While Columbus thought he had found China, Spanish adventurers realized that he had opened up a “New World.”  Ruthless men called conquistadors, the Spanish name for conquerors, raced to the Americas, intent on finding riches. The conquistadors tortured and murdered natives as they stripped their cities of gold and silver.  The Spaniards also forced Indians to work in mines and on plantations.  

The Spanish explore the interior of North and South America in their search for more gold. They made it to present day California and Kansas and discovered the Mississippi River.  Missionaries who wanted to spread Christianity among the natives often accompanied the conquistadors.  The Portuguese, who claimed Brazil, explored the Amazon and, like the Spanish, began to establish plantations and forts. 

Thirty years after Columbus first crossed the Atlantic, Spain did find a route to the East by going west.  Ferdinand Magellan, a Portuguese captain sailing for Spain, led the first expedition that circled the globe.  He left Spain in 1519.   Only one of Magellan’s five ships and seventeen of his 260 officers and men survived the three-year voyage.  Magellan himself was killed during a battle with natives in the Philippines. 

By the end of the 16th century, Spain had become less powerful.  Its sources of gold in the Americas had dried up and England had destroyed its fleet of ships in a historic battle between two countries.  Portugal was too small to defend all the territory it claimed.   The Spanish and Portuguese New World holdings did not interest any other European nations, but the Dutch and the English sailed into the Indian Ocean and began to establish their own colonies there.  They sailed from the Spice Islands to other parts of the South Pacific.  

French, English, and Dutch expeditions searched for a way to Asia by way of the Northwest Passage through northern North America and Northeast Passage along the arctic shores of Russia.  Although ice blocked their way to Asia, the French, English, and Dutch began trading with Russia and claimed much of North America for themselves.  These European nations also set up colonies in the New World.  

Sailing up the St. Lawrence River and through the Great Lakes, the French were able to venture deeper within the North American continent than the English or Dutch.  French fur traders explored the inland wilderness.  In 1673, a fur trader named Louis Joliet and a Jesuit priest named Jacques Marquette were the first Europeans to canoe most of the way down the Mississippi River.  In 1682, Robert Cavelier La Salle reached the Mississippi Delta and claimed to entire Mississippi Valley for France. The French claims blocked of England from colonizing the interior of North America. 

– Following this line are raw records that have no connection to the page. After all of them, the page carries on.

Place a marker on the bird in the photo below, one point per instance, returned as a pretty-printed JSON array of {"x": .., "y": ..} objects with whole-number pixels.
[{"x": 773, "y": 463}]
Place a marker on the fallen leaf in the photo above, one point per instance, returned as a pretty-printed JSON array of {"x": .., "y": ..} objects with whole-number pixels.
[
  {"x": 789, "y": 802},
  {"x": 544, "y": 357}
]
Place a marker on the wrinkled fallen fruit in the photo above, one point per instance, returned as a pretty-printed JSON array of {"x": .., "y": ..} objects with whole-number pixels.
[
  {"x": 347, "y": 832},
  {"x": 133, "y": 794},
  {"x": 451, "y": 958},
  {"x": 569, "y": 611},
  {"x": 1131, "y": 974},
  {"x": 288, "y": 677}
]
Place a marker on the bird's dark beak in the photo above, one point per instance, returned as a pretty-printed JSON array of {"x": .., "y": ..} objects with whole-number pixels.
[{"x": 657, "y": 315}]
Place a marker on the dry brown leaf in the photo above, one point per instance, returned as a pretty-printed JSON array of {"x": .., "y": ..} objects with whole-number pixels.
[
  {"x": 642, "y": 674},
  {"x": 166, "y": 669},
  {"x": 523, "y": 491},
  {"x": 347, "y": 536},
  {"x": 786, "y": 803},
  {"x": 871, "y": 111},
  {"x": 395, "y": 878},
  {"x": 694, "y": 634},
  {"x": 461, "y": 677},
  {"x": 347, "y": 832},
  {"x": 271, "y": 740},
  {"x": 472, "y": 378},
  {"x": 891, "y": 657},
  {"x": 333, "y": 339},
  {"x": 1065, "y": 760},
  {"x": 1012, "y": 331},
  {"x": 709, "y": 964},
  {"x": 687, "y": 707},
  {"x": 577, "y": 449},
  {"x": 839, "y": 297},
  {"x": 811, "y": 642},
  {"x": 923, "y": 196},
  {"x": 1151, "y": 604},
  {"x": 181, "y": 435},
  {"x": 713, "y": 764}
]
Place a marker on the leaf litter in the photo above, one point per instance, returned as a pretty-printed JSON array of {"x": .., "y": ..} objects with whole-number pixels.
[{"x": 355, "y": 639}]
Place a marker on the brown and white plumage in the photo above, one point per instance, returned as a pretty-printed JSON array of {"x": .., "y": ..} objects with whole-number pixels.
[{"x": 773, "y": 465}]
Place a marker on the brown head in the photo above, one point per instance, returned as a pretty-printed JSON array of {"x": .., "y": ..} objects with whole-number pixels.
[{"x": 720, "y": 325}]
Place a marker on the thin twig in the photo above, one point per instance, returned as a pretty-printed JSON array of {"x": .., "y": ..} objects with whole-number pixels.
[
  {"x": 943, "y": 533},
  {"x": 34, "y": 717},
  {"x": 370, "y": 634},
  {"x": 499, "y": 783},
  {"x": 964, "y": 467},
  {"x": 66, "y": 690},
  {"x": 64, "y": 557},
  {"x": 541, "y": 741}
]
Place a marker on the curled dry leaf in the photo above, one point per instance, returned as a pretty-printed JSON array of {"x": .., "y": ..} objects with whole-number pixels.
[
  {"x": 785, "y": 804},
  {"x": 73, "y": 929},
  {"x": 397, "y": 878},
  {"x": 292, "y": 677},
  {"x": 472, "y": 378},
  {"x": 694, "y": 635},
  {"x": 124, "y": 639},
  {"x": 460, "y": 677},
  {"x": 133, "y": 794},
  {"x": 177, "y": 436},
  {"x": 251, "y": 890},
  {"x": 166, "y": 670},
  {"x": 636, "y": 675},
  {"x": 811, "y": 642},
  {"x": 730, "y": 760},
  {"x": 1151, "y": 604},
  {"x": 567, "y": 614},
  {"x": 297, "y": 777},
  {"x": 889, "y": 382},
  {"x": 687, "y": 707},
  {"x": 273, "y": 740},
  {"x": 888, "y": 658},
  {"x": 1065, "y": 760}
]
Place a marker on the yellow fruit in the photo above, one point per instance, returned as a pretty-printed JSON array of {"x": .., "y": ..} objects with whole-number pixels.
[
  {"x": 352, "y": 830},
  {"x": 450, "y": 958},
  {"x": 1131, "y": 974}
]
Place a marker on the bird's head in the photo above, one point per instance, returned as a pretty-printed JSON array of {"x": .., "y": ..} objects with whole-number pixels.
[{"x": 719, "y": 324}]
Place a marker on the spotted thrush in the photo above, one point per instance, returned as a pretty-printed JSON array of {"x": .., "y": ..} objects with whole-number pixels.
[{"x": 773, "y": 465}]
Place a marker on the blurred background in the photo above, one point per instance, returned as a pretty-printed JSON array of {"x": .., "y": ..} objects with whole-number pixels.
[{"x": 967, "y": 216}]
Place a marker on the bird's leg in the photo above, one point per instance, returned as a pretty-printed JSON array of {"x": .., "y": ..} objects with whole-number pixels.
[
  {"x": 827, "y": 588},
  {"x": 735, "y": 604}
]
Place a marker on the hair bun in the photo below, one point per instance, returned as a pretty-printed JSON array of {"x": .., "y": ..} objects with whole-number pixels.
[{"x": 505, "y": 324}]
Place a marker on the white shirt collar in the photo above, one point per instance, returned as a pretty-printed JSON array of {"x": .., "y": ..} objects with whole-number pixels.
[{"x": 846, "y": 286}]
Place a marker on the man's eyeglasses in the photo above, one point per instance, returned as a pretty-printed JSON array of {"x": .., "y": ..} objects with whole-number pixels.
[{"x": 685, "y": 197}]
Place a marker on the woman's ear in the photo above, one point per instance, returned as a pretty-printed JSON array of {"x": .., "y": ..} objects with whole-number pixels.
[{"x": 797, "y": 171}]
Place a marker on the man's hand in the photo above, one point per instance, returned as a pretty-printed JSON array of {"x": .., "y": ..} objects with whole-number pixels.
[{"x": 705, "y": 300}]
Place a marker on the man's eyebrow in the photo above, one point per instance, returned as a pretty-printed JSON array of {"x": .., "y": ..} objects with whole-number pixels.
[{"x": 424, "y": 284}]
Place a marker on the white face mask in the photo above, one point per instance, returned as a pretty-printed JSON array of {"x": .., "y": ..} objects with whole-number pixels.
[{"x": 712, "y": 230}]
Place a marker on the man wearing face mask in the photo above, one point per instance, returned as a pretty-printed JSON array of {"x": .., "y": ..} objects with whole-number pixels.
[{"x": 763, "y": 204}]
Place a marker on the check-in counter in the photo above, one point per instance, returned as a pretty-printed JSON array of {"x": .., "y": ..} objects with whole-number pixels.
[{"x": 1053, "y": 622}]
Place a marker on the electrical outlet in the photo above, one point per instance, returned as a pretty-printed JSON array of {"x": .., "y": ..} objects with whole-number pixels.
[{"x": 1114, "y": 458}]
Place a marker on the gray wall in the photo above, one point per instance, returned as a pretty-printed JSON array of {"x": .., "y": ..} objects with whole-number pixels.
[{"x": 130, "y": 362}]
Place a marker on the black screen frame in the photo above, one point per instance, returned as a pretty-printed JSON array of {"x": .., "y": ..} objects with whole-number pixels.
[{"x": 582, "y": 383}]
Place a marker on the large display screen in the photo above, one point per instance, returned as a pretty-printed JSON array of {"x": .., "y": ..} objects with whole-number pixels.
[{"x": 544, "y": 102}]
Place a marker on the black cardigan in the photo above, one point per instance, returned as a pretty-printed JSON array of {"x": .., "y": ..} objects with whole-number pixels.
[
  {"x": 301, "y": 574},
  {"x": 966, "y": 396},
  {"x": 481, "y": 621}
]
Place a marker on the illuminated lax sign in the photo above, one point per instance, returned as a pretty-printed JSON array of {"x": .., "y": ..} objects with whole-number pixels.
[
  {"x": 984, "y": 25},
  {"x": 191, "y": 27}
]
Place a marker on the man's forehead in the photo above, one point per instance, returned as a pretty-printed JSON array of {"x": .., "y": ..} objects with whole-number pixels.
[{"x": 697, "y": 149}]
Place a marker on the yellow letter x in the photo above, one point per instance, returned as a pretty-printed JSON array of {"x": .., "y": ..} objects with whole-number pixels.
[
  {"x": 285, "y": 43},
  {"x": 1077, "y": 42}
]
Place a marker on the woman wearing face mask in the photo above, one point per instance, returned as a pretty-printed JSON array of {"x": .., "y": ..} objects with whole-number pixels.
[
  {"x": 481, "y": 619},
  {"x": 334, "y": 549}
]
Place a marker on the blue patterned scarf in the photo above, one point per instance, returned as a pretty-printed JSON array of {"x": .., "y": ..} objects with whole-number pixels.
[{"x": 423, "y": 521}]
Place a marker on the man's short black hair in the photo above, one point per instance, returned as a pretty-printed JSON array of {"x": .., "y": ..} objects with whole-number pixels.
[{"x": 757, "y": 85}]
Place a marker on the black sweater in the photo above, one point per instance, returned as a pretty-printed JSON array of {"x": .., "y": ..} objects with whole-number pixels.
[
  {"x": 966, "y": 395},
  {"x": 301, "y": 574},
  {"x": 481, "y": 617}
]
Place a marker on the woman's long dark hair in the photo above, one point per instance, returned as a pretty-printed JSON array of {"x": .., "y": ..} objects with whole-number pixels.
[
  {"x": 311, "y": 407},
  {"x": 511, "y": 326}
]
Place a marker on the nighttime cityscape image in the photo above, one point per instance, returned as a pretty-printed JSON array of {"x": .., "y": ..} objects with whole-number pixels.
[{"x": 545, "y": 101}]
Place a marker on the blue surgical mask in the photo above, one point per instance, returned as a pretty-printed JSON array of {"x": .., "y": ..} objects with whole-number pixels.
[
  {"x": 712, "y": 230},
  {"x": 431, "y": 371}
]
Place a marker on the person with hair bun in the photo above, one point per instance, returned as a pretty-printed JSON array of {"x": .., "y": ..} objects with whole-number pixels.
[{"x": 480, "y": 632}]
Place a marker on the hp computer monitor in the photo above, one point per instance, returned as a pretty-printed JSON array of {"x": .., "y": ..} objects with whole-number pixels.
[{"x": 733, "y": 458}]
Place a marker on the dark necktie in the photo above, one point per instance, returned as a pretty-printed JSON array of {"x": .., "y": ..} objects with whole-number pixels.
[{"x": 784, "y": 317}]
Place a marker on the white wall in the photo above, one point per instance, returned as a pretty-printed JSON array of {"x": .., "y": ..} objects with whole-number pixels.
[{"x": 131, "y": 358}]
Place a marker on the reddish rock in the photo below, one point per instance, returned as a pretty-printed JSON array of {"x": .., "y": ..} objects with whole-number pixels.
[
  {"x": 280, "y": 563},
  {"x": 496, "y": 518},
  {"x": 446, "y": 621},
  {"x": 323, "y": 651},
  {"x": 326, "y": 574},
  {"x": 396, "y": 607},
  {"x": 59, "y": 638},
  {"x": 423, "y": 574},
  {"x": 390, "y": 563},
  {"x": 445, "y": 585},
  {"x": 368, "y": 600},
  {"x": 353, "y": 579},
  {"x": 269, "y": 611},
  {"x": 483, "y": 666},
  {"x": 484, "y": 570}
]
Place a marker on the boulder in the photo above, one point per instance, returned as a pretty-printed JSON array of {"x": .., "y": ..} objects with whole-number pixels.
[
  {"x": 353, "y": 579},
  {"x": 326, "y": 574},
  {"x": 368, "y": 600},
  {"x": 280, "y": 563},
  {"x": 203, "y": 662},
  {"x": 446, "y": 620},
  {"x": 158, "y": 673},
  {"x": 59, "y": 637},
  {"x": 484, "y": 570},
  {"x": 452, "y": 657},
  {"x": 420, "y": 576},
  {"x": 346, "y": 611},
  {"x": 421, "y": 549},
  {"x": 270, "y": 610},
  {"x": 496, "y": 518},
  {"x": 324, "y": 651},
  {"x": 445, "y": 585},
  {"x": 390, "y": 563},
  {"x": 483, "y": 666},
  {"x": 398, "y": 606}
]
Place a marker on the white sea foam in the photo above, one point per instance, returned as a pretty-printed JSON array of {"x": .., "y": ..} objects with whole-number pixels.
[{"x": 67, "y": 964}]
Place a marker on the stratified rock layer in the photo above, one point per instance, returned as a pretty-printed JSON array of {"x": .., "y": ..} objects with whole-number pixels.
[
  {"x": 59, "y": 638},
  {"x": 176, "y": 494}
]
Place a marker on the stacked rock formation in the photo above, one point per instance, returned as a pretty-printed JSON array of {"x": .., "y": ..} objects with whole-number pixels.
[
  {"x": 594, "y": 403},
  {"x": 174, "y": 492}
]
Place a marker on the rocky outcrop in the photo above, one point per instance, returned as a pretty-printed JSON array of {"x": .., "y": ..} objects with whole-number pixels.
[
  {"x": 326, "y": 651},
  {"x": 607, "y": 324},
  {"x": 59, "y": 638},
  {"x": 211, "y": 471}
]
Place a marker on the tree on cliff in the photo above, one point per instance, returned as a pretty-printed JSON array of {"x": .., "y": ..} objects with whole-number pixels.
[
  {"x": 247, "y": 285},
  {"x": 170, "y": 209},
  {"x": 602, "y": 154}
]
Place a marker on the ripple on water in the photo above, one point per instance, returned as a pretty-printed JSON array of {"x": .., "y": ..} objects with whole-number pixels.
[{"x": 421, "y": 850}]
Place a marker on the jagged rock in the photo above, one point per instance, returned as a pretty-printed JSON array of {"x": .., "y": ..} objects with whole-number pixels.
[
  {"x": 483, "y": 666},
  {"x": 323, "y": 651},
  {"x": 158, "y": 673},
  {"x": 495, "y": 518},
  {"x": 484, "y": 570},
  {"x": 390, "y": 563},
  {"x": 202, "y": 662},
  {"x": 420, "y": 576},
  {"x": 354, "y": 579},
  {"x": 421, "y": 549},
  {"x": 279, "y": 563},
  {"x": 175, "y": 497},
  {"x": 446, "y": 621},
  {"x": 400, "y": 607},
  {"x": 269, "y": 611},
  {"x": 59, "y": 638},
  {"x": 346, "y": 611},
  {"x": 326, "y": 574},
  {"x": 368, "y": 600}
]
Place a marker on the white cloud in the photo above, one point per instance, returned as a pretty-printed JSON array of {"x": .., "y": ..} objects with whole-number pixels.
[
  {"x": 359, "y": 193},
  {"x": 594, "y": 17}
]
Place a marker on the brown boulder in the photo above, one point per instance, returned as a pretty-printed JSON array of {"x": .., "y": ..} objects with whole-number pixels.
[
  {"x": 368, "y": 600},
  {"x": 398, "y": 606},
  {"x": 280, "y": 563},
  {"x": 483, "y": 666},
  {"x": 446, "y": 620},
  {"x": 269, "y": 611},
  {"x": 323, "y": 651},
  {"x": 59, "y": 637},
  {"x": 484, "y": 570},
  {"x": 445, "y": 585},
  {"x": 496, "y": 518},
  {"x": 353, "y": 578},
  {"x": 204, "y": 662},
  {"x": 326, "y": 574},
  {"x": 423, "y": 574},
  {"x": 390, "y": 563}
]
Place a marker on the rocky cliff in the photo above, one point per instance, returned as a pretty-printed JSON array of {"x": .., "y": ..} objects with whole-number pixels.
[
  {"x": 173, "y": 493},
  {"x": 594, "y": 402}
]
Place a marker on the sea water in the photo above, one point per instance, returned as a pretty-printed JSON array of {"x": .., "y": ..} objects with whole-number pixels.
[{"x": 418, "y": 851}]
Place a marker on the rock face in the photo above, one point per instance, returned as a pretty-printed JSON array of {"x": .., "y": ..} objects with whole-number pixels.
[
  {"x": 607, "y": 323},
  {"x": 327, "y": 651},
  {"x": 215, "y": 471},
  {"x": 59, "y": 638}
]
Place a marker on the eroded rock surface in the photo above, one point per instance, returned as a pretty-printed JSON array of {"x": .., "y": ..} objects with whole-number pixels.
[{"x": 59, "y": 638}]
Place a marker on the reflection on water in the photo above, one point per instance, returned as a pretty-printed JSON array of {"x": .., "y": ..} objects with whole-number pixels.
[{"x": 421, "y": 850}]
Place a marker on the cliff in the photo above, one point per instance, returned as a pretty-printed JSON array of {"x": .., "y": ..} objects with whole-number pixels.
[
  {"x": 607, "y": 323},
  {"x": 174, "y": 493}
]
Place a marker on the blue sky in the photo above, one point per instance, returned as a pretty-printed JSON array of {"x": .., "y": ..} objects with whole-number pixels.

The other nation that made claims in North America was Russia.  Only 50 miles of water separate Russian-held Siberia from Alaska. The Russians were also searching for ocean routes to China and India. The Russian czar sent Vitus Bering to learn if Asia and North America were joined by land. He discovered to Bering Strait in 1728, proving that the two continents were separated by water. Russians soon crossed the strait and set up fur-training ventures in Alaska, which Russia claimed as its own.  

By the end of the 18th century, the map of the world of changed greatly. The world was much larger than many 15th-century explorers had ever realized. In the 1400s, Europeans could not have dreamed of the new lands and peoples they would come across over the next three centuries.